Agent Platform — Mission, Vision, Scope & MVP

A self-hosted web platform that turns your existing CLI coding agents (Claude Code, GitHub Copilot CLI, Codex) into a unified, session-managed, browser-accessible workbench — powered by the agentic .md repository you already have.


1. Mission

Give engineers a single web interface to run, observe, and manage their locally installed CLI coding agents — without replacing, wrapping-away, or re-authenticating anything. The agents, configs, and .md-based agentic repository you already trust stay exactly where they are; the platform simply makes them operable from anywhere.

2. Vision

Evolve from "a web UI on top of CLI agents" into an agent operations platform: a place where interactive sessions, scheduled automations, and fully autonomous runs coexist — with the same guardrails (approval modes), the same audit trail (session history), and the same portability (Linux, self-hosted, single binary/compose stack). Long-term, the platform is engine-agnostic: any CLI agent that speaks stdin/stdout or exposes a headless mode can be plugged in as a backend.

3. Guiding Principles

  1. Mount, don't manage — reuse existing local configs (~/.claude/, ~/.copilot/, ~/.codex/), API keys, MCP servers, and the agentic .md repo as-is. Zero duplicate auth or config drift.
  2. The CLI is the engine, the web is the cockpit — the platform never re-implements agent logic; it orchestrates real CLI processes (headless/non-interactive modes, e.g. claude -p --output-format stream-json).
  3. Safety is a dial, not a switch — approval-gated by default, full-auto by explicit opt-in, per session.
  4. Lean single-tenant first — one user, one host, no auth complexity beyond a login gate; multi-tenancy is a future concern, not an architectural debt.
  5. Everything is a session — interactive chats, scheduled jobs, and auto-runs share one session model, one history store, one UI.

4. Scope

In scope (platform lifetime)

  • Linux host (bare metal, VM, or container) — local workstation or server.
  • Engine adapters for Claude Code, GitHub Copilot CLI, Codex CLI, using each tool's headless/programmatic mode and its locally installed binary + config.
  • Web UI: chat interface with streaming output, structured tool-call progression (tool started → args → result), diffs, and file references.
  • Session lifecycle: create, resume, fork, archive, search; persistent history (à la Claude Code web).
  • Approval modes: per-session policy ranging from approve-every-tool-callapprove-writes-onlyfull auto (YOLO).
  • Working-directory / repo targeting per session (point a session at any local checkout).
  • Later phases: scheduling & automation (cron-style and event-triggered runs), run queues, notifications.

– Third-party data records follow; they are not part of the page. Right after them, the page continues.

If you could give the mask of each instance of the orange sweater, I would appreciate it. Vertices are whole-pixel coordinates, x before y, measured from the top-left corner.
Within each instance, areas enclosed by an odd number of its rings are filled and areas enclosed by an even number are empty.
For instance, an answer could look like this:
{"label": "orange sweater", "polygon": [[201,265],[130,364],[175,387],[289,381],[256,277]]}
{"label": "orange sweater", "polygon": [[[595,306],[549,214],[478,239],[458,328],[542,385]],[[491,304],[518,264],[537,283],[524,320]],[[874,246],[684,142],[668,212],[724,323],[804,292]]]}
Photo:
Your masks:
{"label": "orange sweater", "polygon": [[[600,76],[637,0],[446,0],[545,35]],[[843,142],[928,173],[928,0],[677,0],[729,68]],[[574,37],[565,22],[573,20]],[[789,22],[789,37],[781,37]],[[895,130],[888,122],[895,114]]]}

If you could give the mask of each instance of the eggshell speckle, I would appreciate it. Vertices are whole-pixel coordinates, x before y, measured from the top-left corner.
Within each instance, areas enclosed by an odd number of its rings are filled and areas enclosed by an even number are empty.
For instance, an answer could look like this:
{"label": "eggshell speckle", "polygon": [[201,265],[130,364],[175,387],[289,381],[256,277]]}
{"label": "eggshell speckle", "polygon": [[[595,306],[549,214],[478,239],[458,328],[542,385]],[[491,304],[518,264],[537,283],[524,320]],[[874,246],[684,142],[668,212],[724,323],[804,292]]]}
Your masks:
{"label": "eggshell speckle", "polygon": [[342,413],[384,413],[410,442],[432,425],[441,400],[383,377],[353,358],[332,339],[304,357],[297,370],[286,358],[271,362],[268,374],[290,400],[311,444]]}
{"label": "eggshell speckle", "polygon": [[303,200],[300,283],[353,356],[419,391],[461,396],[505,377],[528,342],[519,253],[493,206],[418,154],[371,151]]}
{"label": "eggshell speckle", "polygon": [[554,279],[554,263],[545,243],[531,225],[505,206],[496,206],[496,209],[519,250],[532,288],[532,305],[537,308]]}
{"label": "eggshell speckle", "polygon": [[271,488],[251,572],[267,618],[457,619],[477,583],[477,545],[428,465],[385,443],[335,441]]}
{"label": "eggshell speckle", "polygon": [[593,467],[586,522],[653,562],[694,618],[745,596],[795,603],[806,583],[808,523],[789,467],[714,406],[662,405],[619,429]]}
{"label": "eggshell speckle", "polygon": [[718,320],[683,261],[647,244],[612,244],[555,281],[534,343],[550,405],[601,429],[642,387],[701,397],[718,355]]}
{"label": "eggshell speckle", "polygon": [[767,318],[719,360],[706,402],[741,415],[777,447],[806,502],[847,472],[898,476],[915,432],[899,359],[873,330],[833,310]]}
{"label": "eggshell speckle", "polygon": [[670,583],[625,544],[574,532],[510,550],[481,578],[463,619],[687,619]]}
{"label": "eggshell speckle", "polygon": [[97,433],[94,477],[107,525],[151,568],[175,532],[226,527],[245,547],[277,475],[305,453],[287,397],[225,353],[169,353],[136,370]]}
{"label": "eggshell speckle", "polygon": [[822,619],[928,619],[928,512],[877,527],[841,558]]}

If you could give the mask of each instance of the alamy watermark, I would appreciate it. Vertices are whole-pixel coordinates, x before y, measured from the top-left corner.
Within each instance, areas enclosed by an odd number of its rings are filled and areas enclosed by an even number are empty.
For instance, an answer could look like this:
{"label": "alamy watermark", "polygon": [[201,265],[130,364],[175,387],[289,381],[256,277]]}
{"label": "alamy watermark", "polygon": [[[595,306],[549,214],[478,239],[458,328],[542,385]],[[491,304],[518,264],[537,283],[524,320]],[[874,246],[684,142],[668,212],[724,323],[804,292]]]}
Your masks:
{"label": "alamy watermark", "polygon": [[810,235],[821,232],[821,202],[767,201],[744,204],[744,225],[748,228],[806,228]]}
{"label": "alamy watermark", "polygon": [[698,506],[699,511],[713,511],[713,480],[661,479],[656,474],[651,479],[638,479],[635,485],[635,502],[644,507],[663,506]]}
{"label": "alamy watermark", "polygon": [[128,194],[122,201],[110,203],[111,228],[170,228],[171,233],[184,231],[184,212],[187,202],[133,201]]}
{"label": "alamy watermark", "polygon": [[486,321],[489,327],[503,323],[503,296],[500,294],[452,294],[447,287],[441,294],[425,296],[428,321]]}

Out of scope (deliberately)

  • Multi-tenant auth, RBAC, orgs/teams (future).
  • Managing or storing provider API keys — engines bring their own auth.
  • Re-implementing agent capabilities (planning, tool use, MCP) — delegated to the engines.
  • Windows/macOS hosting (WSL users can host on the Linux side).
  • Model routing / LLM gateway features.

5. Architecture Sketch (reference, not prescriptive)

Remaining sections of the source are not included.